Published online by Cambridge University Press: 05 August 2012
Much current writing on the Trinity refers to a renaissance of trinitarian theology. Certainly the last two decades have seen a surge in publications on the Trinity – incorporating historical, contemporary, and interdisciplinary perspectives. It is as if theologians want to compensate for a legacy of marginalisation, particularly of pneumatology, within theology. Not that theology was ever entirely unaware of its trinitarian foundations and structure. But this framework remained to a large extent implicit, rather than explicit.

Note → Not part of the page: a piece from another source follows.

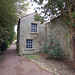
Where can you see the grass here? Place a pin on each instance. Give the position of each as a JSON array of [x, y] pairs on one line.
[[32, 56]]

The generalised and somewhat caricatured description of this state of affairs is that the doctrine of the Trinity developed in an abstract and speculative direction. It was preoccupied with talk about the inner life of God (the immanent or eternal Trinity) to the neglect of God as revealed in the biblical narratives of salvation history (the economic Trinity).
While this might describe how the Trinity was taught in seminaries with the tracts De Deo Uno followed by De Deo Trino, and its trinitarian axioms, it does not do justice to the theological giants who transcend easy categorisation. Thus those who accuse Augustine of a basically introspective trinitarian theology – focussing on psychological analogies to explicate the trinitarian life – overlook that, in the first part of his De Trinitate, Augustine searches, admittedly rather imaginatively, for trinitarian analogies in Scripture. Even Thomas Aquinas, at whose door many of the problems with an abstract and intellectualist approach to theology have been put, evinces an impressive integration of theology and spirituality, even though this is not immediately apparent in his Summa Theologiae.